Господи, неужели вчера ночью он так позорно заснул?
Калеб повернул голову. Девушка спала, лежа к нему лицом, свернувшись клубочком, подтянув колени к груди и сунув одну руку под подушку. Даже во сне она оставалась независимой и самостоятельной. Загадочной.
Осторожно, одним движением он убрал прядку волос у нее с лица, стараясь не коснуться пурпурных швов на лбу. Несмотря на собственные раны, вчера ночью она ухаживала за ним. Успокаивала и утешала.
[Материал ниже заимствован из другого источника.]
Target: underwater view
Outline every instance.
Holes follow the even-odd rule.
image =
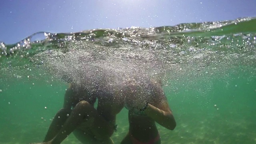
[[[162,81],[176,122],[173,130],[156,124],[161,144],[255,144],[255,26],[248,17],[0,42],[0,144],[42,142],[70,81],[92,90],[145,76]],[[116,116],[120,144],[128,110]],[[71,134],[62,144],[82,143]]]

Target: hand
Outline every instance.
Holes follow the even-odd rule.
[[[146,99],[142,98],[140,97],[135,98],[135,99],[131,98],[126,96],[124,98],[124,107],[136,114],[146,115],[144,111],[148,106]]]

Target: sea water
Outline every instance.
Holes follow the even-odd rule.
[[[0,42],[0,143],[42,142],[69,78],[92,88],[146,75],[162,79],[177,122],[173,131],[157,125],[162,144],[255,144],[256,25],[246,18]],[[118,144],[128,133],[127,110],[116,124]],[[71,134],[62,143],[80,142]]]

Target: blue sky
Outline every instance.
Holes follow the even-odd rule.
[[[255,0],[2,0],[0,41],[39,31],[173,26],[256,16]]]

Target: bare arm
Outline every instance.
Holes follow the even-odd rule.
[[[174,130],[176,122],[166,101],[159,106],[159,108],[150,104],[148,104],[148,106],[145,110],[147,115],[164,127],[170,130]]]
[[[154,88],[154,102],[153,105],[155,106],[149,104],[148,107],[145,110],[145,112],[161,126],[173,130],[176,127],[176,122],[162,88],[162,82],[160,80],[154,79],[151,80],[151,82]]]
[[[72,106],[72,98],[74,94],[74,90],[72,84],[70,84],[66,90],[64,97],[63,108],[66,110],[71,110]]]

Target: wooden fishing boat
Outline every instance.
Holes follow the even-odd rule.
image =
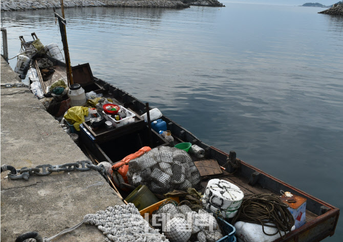
[[[47,58],[53,62],[55,70],[48,81],[45,80],[46,82],[46,82],[47,85],[50,85],[61,78],[66,80],[66,64],[50,57]],[[103,128],[93,130],[90,127],[89,122],[80,125],[80,141],[97,160],[106,161],[113,164],[143,146],[148,146],[153,148],[167,145],[167,141],[148,127],[140,117],[146,112],[147,106],[151,109],[146,104],[125,91],[94,77],[89,64],[74,67],[73,67],[74,80],[86,80],[81,83],[83,85],[86,92],[93,90],[102,93],[105,97],[112,99],[114,103],[125,107],[135,114],[132,123],[112,130],[106,130]],[[36,68],[39,70],[37,66]],[[38,70],[37,72],[38,76],[40,75],[40,71]],[[78,78],[77,76],[80,77]],[[41,83],[42,82],[43,86],[46,87],[47,86],[41,76],[39,79]],[[195,163],[201,162],[203,164],[215,161],[224,168],[224,170],[220,168],[219,171],[218,169],[215,171],[214,167],[209,169],[210,172],[202,179],[203,192],[208,180],[213,178],[226,180],[237,185],[245,195],[262,193],[280,195],[281,190],[289,191],[307,200],[306,223],[287,234],[283,238],[280,238],[275,241],[320,241],[334,234],[339,215],[339,209],[243,161],[236,159],[239,166],[233,166],[228,162],[232,159],[230,154],[204,143],[167,117],[163,115],[161,118],[166,123],[167,130],[170,131],[176,143],[189,142],[205,150],[203,158],[191,156]],[[199,166],[198,167],[198,169],[201,168]],[[203,172],[205,172],[205,174],[209,171],[208,170],[206,171],[206,168],[204,170],[205,171]]]
[[[112,131],[100,130],[94,132],[91,131],[91,129],[87,122],[83,124],[80,133],[81,139],[91,149],[98,160],[107,161],[113,163],[120,160],[125,155],[133,153],[133,151],[136,151],[143,146],[150,143],[152,145],[152,148],[154,148],[167,144],[167,141],[154,131],[152,131],[154,136],[152,143],[149,143],[149,140],[146,138],[144,140],[140,139],[140,137],[148,136],[146,123],[143,123],[141,120],[140,120],[140,116],[146,112],[146,104],[102,80],[94,78],[94,80],[106,90],[107,94],[105,96],[111,98],[114,103],[121,105],[124,103],[130,104],[130,110],[136,114],[138,119],[135,123],[131,124],[133,125],[133,127],[135,128],[131,129],[129,125],[126,128],[123,126]],[[280,191],[282,190],[290,191],[292,194],[307,199],[305,224],[287,234],[285,238],[280,238],[275,241],[320,241],[334,234],[339,215],[339,209],[240,160],[238,160],[240,163],[239,168],[234,168],[228,165],[227,161],[229,159],[230,154],[204,143],[195,135],[167,117],[163,115],[161,118],[166,123],[167,130],[171,131],[176,142],[189,142],[205,150],[205,157],[198,159],[192,156],[194,161],[196,162],[199,161],[215,160],[220,166],[226,168],[225,171],[221,171],[219,174],[209,175],[205,178],[208,179],[207,180],[203,180],[203,188],[206,187],[209,179],[216,178],[235,184],[244,192],[245,195],[261,193],[273,193],[280,195]],[[140,122],[140,125],[137,125]],[[121,135],[116,136],[116,132],[121,133]],[[131,136],[125,140],[123,137],[127,134],[131,134]],[[133,139],[135,140],[134,142],[133,142]],[[114,144],[119,143],[126,144],[121,147],[120,155],[109,156],[106,150]],[[125,149],[125,147],[130,148]],[[232,174],[232,172],[235,172]]]

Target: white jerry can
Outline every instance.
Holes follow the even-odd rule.
[[[30,67],[30,62],[31,59],[29,57],[24,55],[18,56],[14,71],[19,74],[20,79],[25,79],[26,78],[26,74]]]
[[[47,52],[47,55],[48,56],[60,61],[65,62],[65,59],[63,58],[61,50],[59,50],[58,45],[56,43],[48,44],[44,47],[44,51]]]
[[[80,84],[71,85],[68,95],[70,98],[71,107],[84,106],[87,104],[84,90]]]

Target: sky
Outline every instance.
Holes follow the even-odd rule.
[[[246,4],[273,5],[301,6],[306,3],[319,3],[323,5],[332,5],[339,0],[222,0],[221,3],[242,3]]]

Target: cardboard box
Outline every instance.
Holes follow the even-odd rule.
[[[295,221],[295,228],[297,229],[304,225],[306,220],[306,199],[292,195],[290,197],[283,195],[280,199],[289,206],[288,210],[291,212]],[[295,200],[295,202],[289,203],[288,202],[292,200]]]

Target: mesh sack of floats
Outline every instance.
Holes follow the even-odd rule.
[[[223,236],[216,217],[204,209],[197,212],[187,205],[170,201],[154,213],[153,220],[158,222],[153,221],[153,225],[157,225],[172,242],[215,242]]]
[[[131,160],[127,176],[130,185],[145,185],[159,193],[197,188],[200,183],[200,174],[189,155],[183,150],[164,146]]]

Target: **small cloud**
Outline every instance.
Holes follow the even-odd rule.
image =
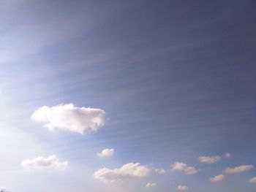
[[[222,159],[221,156],[200,156],[198,160],[203,164],[211,164],[219,161]]]
[[[256,183],[256,177],[249,179],[249,183]]]
[[[154,169],[154,172],[156,173],[158,173],[158,174],[162,174],[165,173],[165,170],[164,169]]]
[[[96,132],[106,122],[104,110],[78,107],[72,104],[44,106],[36,110],[31,118],[50,130],[59,128],[81,134],[85,131]]]
[[[179,185],[176,189],[180,191],[186,191],[189,189],[189,188],[185,185]]]
[[[232,155],[231,155],[231,153],[227,153],[224,155],[224,156],[226,158],[231,158]]]
[[[139,163],[129,163],[120,168],[108,169],[104,167],[94,172],[94,178],[105,182],[115,182],[129,178],[140,178],[148,176],[151,172],[148,165]]]
[[[146,185],[146,188],[152,188],[152,187],[154,187],[157,185],[157,183],[148,183]]]
[[[112,156],[115,153],[114,149],[104,149],[101,152],[97,153],[98,157],[110,157]]]
[[[211,182],[219,182],[219,181],[222,181],[225,179],[226,176],[225,176],[224,174],[219,174],[219,175],[217,175],[214,177],[211,177],[209,179],[209,180]]]
[[[21,162],[21,166],[31,169],[56,169],[64,171],[68,167],[68,162],[59,161],[56,155],[50,155],[48,158],[37,157],[33,159],[26,159]]]
[[[186,174],[196,174],[199,170],[196,169],[195,166],[188,166],[187,164],[181,162],[175,162],[171,166],[171,170],[174,171],[181,171],[185,172]]]
[[[241,173],[253,168],[252,165],[241,165],[236,167],[228,167],[225,170],[225,172],[227,174]]]

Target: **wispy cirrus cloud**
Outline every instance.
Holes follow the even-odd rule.
[[[154,172],[156,173],[158,173],[158,174],[162,174],[165,173],[165,170],[164,169],[154,169]]]
[[[186,191],[189,188],[186,185],[178,185],[176,189],[179,191]]]
[[[140,163],[129,163],[120,168],[102,168],[94,172],[94,178],[105,182],[144,177],[149,174],[151,169],[148,165],[141,165]]]
[[[182,162],[178,161],[171,165],[171,170],[173,172],[181,171],[184,172],[186,174],[196,174],[199,171],[195,166],[189,166]]]
[[[110,157],[112,156],[115,153],[114,149],[104,149],[101,152],[97,153],[98,157]]]
[[[252,165],[241,165],[235,167],[227,167],[224,172],[227,174],[241,173],[253,168],[254,166]]]
[[[148,183],[147,184],[146,184],[145,186],[146,188],[152,188],[152,187],[157,186],[157,183]]]
[[[256,183],[256,177],[252,177],[252,178],[250,178],[250,179],[249,180],[249,183]]]
[[[215,156],[200,156],[198,160],[203,164],[211,164],[219,161],[222,157],[219,155]]]
[[[31,119],[50,130],[58,128],[81,134],[96,132],[106,122],[104,110],[78,107],[73,104],[42,107],[32,114]]]
[[[29,169],[56,169],[64,171],[68,167],[68,161],[60,161],[56,155],[48,157],[37,157],[33,159],[26,159],[21,162],[21,166]]]
[[[211,182],[219,182],[219,181],[222,181],[225,179],[226,176],[224,175],[224,174],[219,174],[219,175],[217,175],[214,177],[211,177],[209,179],[209,181]]]

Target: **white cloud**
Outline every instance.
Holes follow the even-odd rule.
[[[171,170],[184,172],[186,174],[196,174],[198,170],[195,166],[188,166],[187,164],[181,162],[175,162],[171,166]]]
[[[97,155],[99,157],[110,157],[112,156],[115,153],[114,149],[104,149],[101,152],[97,153]]]
[[[219,174],[219,175],[217,175],[214,177],[210,178],[209,180],[211,182],[219,182],[219,181],[223,180],[225,177],[226,176],[225,176],[224,174]]]
[[[189,189],[188,187],[185,186],[185,185],[179,185],[178,187],[177,187],[177,190],[178,191],[186,191]]]
[[[146,185],[146,188],[152,188],[152,187],[154,187],[157,185],[157,183],[148,183]]]
[[[161,174],[165,173],[165,170],[164,169],[154,169],[154,172],[156,173]]]
[[[99,169],[94,173],[94,178],[105,182],[115,182],[120,180],[143,177],[149,174],[151,169],[148,165],[140,165],[139,163],[129,163],[120,168]]]
[[[48,158],[37,157],[33,159],[24,160],[21,162],[21,166],[25,168],[39,170],[56,169],[64,171],[68,165],[67,161],[59,161],[56,155],[50,155]]]
[[[253,167],[252,165],[241,165],[236,167],[228,167],[225,170],[225,172],[227,174],[241,173],[252,169]]]
[[[231,158],[231,153],[227,153],[224,155],[224,156],[226,158]]]
[[[31,119],[50,130],[59,128],[81,134],[86,131],[96,132],[106,121],[104,110],[72,104],[42,107],[32,114]]]
[[[256,177],[249,179],[249,182],[256,183]]]
[[[203,164],[211,164],[219,161],[222,159],[221,156],[200,156],[198,160]]]

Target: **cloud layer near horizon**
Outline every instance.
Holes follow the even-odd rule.
[[[50,130],[59,128],[81,134],[96,132],[106,122],[104,110],[78,107],[73,104],[42,107],[32,114],[31,119]]]
[[[203,164],[211,164],[219,161],[222,159],[221,156],[200,156],[198,160]]]
[[[98,157],[110,157],[112,156],[115,153],[114,149],[104,149],[101,152],[97,153]]]
[[[224,174],[219,174],[219,175],[217,175],[214,177],[211,177],[209,179],[209,180],[211,182],[219,182],[219,181],[222,181],[225,179],[226,176],[225,176]]]
[[[64,171],[68,167],[68,161],[61,162],[56,155],[50,155],[47,158],[37,157],[33,159],[26,159],[21,162],[21,166],[29,169],[56,169]]]
[[[241,165],[235,167],[227,167],[225,172],[227,174],[233,174],[233,173],[241,173],[249,169],[252,169],[254,166],[252,165]]]
[[[184,172],[186,174],[196,174],[198,170],[195,166],[188,166],[187,164],[181,162],[175,162],[171,166],[171,170],[175,171],[181,171]]]
[[[140,163],[129,163],[120,168],[102,168],[97,171],[94,176],[95,179],[105,182],[115,182],[120,180],[143,177],[149,174],[151,169],[148,165],[140,165]]]

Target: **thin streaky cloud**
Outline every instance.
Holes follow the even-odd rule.
[[[252,177],[252,178],[250,178],[250,179],[249,180],[249,183],[256,183],[256,177]]]
[[[217,175],[217,176],[215,176],[215,177],[211,177],[211,178],[209,179],[209,180],[210,180],[211,182],[219,182],[219,181],[223,180],[225,179],[225,177],[226,177],[226,176],[224,175],[224,174],[219,174],[219,175]]]
[[[198,160],[202,164],[215,164],[218,161],[219,161],[222,159],[222,157],[219,155],[215,155],[215,156],[200,156],[198,158]]]
[[[94,172],[94,178],[105,182],[116,182],[118,180],[140,178],[148,176],[151,172],[148,165],[141,165],[140,163],[129,163],[120,168],[102,168]]]
[[[235,167],[227,167],[224,172],[227,174],[241,173],[252,169],[253,168],[254,166],[252,165],[241,165]]]
[[[171,171],[181,171],[186,174],[194,174],[198,172],[199,170],[197,170],[195,166],[189,166],[182,162],[176,161],[171,165]]]
[[[97,155],[98,155],[98,157],[110,157],[112,156],[115,153],[115,150],[114,149],[104,149],[102,150],[101,152],[98,152],[97,153]]]
[[[26,159],[21,162],[21,166],[29,169],[56,169],[65,171],[68,167],[68,161],[60,161],[56,155],[48,157],[37,157],[32,159]]]

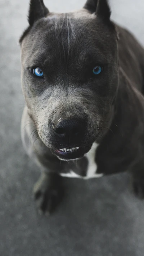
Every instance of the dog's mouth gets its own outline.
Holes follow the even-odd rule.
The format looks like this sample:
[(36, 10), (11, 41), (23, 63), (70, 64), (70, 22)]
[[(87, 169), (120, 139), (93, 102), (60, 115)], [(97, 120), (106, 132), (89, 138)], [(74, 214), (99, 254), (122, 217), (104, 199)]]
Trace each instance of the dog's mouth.
[(54, 149), (53, 153), (61, 160), (74, 160), (82, 157), (90, 149), (92, 144), (85, 147), (65, 148)]

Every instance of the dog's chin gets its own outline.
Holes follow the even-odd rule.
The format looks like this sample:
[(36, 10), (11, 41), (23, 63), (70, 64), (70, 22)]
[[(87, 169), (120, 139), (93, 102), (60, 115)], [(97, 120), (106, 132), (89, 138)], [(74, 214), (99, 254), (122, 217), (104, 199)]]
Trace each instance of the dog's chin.
[(85, 147), (59, 149), (51, 149), (52, 153), (60, 160), (64, 161), (76, 160), (83, 157), (90, 149), (92, 144)]

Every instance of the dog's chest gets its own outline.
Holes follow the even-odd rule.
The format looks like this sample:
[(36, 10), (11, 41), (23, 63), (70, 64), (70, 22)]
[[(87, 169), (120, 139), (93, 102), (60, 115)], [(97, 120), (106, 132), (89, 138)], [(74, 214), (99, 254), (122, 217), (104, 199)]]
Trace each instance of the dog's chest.
[(82, 159), (77, 161), (76, 160), (75, 166), (73, 165), (67, 172), (60, 173), (60, 175), (64, 177), (85, 179), (102, 177), (103, 175), (103, 174), (97, 173), (97, 165), (95, 161), (96, 149), (98, 145), (98, 144), (94, 142), (90, 150), (86, 155), (86, 168), (85, 166), (85, 163), (82, 162), (84, 159)]

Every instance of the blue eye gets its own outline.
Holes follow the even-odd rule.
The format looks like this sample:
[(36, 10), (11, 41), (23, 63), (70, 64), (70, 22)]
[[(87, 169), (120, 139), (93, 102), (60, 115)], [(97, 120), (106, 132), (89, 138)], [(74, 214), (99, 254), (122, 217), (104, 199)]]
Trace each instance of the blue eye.
[(36, 68), (34, 68), (32, 72), (35, 76), (39, 76), (39, 77), (43, 77), (44, 76), (44, 73), (40, 68), (37, 67)]
[(94, 75), (99, 75), (102, 72), (102, 68), (100, 66), (96, 66), (94, 68), (93, 72)]

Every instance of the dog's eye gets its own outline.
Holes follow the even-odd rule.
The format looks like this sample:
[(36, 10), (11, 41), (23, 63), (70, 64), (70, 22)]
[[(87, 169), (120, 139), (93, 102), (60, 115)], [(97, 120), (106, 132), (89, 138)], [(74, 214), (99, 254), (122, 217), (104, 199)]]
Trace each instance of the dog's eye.
[(103, 68), (100, 66), (96, 66), (93, 70), (93, 72), (94, 75), (99, 75), (103, 71)]
[(39, 67), (34, 68), (32, 70), (32, 72), (34, 76), (38, 76), (39, 77), (44, 77), (44, 73), (40, 68)]

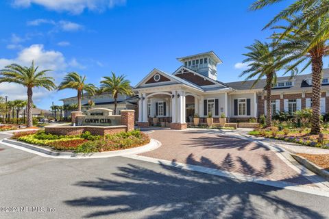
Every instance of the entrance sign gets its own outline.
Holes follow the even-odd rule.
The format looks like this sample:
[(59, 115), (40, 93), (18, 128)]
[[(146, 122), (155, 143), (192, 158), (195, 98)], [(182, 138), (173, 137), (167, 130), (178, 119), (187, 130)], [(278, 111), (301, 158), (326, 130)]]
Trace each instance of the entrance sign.
[(112, 115), (112, 110), (105, 108), (95, 108), (87, 110), (87, 115), (77, 116), (77, 125), (121, 125), (121, 116)]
Обихаживала.
Даже раздела.
При воспоминании о том, как ее маленькие теплые ладошки касались его тела, у Калеба пересохло во рту. Пузырьки предвкушения забурлили в крови и тяжким грузом осели в паху. Он повернулся на бок.
Мэгги открыла глаза и встретилась с ним взглядом.
Калеб снова ощутил внезапное чувство единения, некий внутренний щелчок, с которым в его восприятии соединились два кусочка головоломки. Как будто ключ вошел в родной замок.
— Ты проснулась, — негромко сказал он явную глупость.
— М-м… — Ее рука скользнула по его животу. — Ты тоже.
Он даже прикрыл глаза, когда на него нахлынула невыносимая приятная волна, рожденная ее прикосновением.